Under government policy, staff are given maternity cover only after they have been employed for a year. Christina Thomas worked at Robina Hospital for almost 50 weeks before she gave birth, so has been denied the payment.

The Court of Appeal this week ruled Gold Coast Health was not obliged to pay Ms Thomas maternity leave, ending a three-year legal battle.

Justice Glenn Martin declared Ms Thomas was not eligible for paid maternity leave before giving birth because she had not been working at the hospital for a year.

Christina Thomas was denied maternity leave becuase she had not been working at Robina Hospital for a year when she was due to give birth.
Christina Thomas was denied maternity leave becuase she had not been working at Robina Hospital for a year when she was due to give birth.

Ms Thomas gave birth on February 11, 2016 but was not due until February 15, 2016.

At that stage she had not worked at the hospital for 12 months.

The anniversary of her starting work was February 23, 2016.

"She did not achieve 12 months continuous service until 23 February, 2016," Justice Martin said.

"Of course, by that time, she was no longer pregnant and, therefore, no longer entitled to commence paid maternity leave."

He said "any paid maternity leave had to commence before the expected date of birth".
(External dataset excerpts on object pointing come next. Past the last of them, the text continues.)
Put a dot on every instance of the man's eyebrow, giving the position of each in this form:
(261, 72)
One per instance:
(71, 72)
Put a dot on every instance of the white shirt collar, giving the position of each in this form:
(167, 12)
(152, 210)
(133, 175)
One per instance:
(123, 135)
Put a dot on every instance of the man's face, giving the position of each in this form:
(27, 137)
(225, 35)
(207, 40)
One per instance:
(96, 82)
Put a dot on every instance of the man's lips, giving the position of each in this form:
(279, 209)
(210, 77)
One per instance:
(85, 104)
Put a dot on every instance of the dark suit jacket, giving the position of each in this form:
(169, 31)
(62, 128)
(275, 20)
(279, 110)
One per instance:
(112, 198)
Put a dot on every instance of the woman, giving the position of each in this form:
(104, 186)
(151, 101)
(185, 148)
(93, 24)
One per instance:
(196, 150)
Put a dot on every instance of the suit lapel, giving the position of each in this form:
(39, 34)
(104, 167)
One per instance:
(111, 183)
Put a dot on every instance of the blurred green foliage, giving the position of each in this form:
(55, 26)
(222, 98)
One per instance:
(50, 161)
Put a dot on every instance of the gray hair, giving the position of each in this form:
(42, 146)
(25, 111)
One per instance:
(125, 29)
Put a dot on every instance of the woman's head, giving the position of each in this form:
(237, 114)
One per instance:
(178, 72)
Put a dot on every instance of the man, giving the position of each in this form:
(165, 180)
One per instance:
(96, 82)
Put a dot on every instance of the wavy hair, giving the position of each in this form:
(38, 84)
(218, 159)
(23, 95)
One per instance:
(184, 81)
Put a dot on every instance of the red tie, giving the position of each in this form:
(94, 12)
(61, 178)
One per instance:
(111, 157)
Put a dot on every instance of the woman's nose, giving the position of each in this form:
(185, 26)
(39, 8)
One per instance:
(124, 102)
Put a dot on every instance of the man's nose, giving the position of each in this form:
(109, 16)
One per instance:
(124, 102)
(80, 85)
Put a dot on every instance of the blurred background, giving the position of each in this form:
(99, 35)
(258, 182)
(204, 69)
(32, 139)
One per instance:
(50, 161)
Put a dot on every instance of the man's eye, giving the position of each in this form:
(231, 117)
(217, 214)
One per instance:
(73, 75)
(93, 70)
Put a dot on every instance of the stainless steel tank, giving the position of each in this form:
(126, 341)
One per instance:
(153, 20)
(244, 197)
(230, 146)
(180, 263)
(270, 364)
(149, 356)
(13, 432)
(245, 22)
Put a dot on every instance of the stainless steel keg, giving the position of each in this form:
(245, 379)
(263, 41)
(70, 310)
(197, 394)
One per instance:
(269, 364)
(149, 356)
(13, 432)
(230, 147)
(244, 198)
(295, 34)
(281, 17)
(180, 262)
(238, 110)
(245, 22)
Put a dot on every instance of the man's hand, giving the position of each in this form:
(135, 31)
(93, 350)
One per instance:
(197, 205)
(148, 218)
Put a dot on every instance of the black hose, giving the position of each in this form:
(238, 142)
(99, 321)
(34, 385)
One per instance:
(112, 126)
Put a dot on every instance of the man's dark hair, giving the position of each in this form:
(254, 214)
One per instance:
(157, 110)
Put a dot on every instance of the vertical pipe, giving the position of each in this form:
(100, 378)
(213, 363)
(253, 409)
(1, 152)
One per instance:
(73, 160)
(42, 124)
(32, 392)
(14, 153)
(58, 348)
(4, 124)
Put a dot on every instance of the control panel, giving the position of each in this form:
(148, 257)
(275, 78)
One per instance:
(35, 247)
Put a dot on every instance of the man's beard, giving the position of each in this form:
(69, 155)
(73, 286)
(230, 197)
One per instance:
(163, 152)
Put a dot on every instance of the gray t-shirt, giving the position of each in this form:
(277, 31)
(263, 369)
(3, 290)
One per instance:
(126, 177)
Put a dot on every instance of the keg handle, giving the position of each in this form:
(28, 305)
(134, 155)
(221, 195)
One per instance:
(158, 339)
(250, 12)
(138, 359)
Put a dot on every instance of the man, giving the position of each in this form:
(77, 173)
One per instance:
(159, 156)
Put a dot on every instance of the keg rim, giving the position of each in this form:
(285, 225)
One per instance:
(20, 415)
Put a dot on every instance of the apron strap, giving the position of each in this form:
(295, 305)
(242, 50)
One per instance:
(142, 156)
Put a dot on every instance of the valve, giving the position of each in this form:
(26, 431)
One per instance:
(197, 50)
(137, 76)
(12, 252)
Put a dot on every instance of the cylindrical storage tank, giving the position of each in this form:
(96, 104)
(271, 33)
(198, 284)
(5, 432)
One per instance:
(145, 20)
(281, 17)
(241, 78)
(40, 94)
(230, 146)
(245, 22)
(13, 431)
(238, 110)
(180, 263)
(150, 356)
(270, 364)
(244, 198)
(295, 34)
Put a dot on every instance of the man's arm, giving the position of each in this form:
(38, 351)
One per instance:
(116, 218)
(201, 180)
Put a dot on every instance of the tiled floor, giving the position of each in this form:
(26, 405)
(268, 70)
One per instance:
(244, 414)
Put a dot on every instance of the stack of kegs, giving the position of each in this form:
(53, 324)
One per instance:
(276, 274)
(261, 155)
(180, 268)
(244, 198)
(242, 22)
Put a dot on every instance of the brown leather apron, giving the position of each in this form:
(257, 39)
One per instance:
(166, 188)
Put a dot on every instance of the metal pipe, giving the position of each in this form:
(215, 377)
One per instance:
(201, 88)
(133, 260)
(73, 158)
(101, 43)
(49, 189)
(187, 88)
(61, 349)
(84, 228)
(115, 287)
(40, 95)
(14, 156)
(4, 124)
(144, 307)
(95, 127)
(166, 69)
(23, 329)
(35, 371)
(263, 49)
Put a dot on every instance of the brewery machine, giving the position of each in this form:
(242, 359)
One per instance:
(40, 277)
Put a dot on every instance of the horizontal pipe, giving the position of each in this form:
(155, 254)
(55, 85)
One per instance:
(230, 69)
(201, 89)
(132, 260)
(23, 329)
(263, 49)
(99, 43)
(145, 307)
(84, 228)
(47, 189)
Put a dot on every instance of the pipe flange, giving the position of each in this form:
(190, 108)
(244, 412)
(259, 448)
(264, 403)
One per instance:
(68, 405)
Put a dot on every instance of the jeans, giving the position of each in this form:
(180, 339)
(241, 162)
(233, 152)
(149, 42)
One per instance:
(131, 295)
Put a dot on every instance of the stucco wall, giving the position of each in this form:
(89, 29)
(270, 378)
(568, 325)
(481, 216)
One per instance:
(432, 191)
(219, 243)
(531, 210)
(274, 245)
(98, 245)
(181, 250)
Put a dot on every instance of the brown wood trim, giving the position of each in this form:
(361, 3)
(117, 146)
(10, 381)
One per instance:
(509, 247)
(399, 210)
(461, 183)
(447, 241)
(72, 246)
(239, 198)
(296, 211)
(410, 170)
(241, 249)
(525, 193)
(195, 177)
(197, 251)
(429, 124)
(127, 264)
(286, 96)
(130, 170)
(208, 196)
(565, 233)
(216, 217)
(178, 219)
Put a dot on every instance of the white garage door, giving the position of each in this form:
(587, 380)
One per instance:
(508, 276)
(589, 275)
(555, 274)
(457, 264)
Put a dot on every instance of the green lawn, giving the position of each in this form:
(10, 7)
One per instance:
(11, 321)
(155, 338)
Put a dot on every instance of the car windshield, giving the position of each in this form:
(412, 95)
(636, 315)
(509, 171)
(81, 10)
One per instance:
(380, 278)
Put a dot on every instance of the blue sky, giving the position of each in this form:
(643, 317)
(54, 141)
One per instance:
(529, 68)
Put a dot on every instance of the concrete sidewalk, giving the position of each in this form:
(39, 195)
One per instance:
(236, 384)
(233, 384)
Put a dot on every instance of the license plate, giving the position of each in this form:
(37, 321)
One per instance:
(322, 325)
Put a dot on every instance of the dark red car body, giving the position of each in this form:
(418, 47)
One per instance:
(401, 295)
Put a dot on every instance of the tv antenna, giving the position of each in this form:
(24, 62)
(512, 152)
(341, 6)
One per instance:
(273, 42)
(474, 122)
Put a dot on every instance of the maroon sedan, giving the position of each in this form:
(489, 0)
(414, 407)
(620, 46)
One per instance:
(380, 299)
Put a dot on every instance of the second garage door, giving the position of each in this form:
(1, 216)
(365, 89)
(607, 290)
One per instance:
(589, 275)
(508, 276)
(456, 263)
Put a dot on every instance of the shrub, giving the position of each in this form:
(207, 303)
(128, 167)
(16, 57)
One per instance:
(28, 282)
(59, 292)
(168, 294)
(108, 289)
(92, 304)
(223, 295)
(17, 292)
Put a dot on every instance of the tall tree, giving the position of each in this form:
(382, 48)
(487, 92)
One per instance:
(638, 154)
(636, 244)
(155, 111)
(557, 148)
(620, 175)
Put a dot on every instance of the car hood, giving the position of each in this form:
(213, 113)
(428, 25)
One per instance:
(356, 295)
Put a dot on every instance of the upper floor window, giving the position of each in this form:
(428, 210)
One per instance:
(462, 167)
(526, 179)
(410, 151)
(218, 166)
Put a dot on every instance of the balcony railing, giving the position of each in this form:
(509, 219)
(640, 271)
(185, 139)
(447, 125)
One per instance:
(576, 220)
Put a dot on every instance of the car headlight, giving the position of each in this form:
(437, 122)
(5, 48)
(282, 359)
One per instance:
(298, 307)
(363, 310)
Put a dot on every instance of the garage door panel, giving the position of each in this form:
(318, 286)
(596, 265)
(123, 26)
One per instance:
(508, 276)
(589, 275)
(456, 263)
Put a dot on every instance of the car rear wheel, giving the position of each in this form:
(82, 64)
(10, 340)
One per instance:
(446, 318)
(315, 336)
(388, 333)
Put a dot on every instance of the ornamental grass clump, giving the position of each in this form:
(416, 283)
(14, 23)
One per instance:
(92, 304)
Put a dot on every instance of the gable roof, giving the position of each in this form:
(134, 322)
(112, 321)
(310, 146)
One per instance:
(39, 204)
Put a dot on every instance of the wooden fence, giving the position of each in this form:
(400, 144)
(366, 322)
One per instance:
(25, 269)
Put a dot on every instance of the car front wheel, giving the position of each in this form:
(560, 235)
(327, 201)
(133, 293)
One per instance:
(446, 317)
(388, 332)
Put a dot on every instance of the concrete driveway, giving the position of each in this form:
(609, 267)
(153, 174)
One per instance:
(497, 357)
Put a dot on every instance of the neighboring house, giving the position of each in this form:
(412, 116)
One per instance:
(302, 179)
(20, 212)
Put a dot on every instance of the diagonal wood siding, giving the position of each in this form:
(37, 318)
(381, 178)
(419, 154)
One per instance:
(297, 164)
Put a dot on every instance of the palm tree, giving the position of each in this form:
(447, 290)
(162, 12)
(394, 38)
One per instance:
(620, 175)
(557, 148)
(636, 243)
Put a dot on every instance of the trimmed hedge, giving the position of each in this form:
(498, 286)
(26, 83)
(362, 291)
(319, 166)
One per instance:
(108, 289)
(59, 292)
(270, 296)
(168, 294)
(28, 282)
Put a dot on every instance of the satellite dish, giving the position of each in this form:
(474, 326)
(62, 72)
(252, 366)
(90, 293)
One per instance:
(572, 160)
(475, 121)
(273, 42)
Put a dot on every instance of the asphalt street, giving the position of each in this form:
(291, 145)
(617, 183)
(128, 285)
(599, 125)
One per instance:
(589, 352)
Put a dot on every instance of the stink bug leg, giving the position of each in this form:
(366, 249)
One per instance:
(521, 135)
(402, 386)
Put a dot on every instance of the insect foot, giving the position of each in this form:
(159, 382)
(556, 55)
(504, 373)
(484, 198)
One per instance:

Justice Martin's decision overturns a court ruling in November last year which ordered Gold Coast Health to pay for Ms Thomas' maternity leave. Gold Coast Health contested that decision.

Ms Thomas had argued it was not stated in the maternity leave policy that the leave must start from the date of the child's birth.

Ms Thomas argued she should have been eligible for maternity leave. Picture: uStock
Ms Thomas argued she should have been eligible for maternity leave. Picture: uStock

Instead the policy states workers can take maternity leave from six weeks before their due date.

Court documents show Ms Thomas had taken recreation leave before giving birth and did not officially start maternity leave until March 1.

A Gold Coast Health spokeswoman said the decision was still being considered.

"Paid maternity leave entitlements are determined by whole-of-government policies and

entitlements and we don't believe there have been any changes since 2016," she said.

"It is a requirement that a staff member have 12 months service to be eligible to paid

maternity leave."

Under the hospital policy Ms Thomas was eligible for unpaid maternity leave.